Le FAS, c’est comme la bohème : le génie se confondant avec l’innocence la plus juvénile. Les activistes du FAS se dénudent devant leurs lecteurs, ils étalent leurs vies misérables sur les pages de leurs annales, ils soufflent l’air (nauséabond) du temps au visage du monde… et ils vivent dans la misère, anonymes et méprisés du public, mais ils n’en souffrent pas trop, profondément conscients que le FAS ça ne veut rien dire du tout. S’ils passent des nuits insomniaques à reformuler leurs phrases tentaculaires, ils savent que c’est en vain. Pourtant, brillent au loin des horizons glorieux. FAS vaincra ! Argent, zepoulpe et succès ! Le FAS s’expose de plus en plus sur la place publique. De belles inconnues détournent le regard (intimidées) lorsqu’elles me croisent dans la rue. Je reçois des lettres enflammées. Amygdale m’a confié qu’il cadenasse sa porte tous les soirs de peur d’être agressé par des femmes avides de son corps chétif. Bientôt, des hordes lubriques marcheront à nos côtés, travaillant de tout coeur pour pour que s’ouvre enfin l’éventail multicolore du quotidien le plus délirant.

La prochaine étape sur les chemins de la gloire est la suivante :
Le Rendez-vous des publications parallèles

L’événement se tiendra à Québec le 5 mai prochain dans le sous-sol de l’église Saint-Jean-Baptiste rue Saint-Jean. Moi et Mjack y serons. Vous êtes tous conviés à vous y présenter. D’ici là, il nous faut produire au plus vite un cinquième Fascicule du FAS. Tel que proposé par Mjack, ce sera un spécial « hé, hé, hé ». On s’y met en fin de semaine.

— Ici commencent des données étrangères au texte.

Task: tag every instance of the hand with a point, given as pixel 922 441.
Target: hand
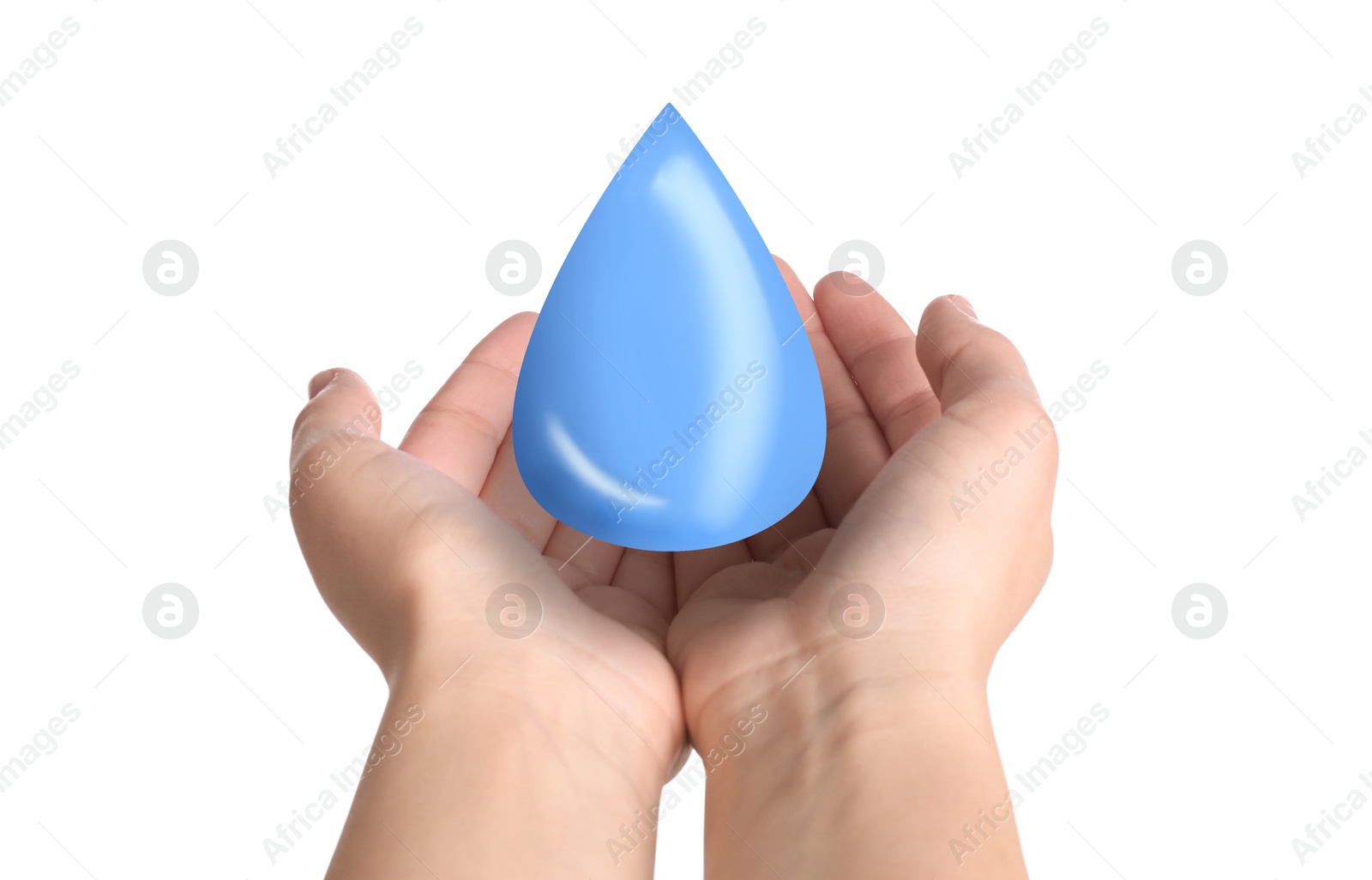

FAS vaincra ! (et nous reviendrons un jour consulter les pages jaunies de nos annales, empreints de nostalgie, touchés comme des vieillards par nos outrances juvéniles et entre les dents trop blanches de nos dentiers se glissera sournoisement un strident « hé, hé, hé » ).

Je crois, par ailleurs, que la ville de Québec a particulièrement besoin d’être tâtée par la tentacule fasienne.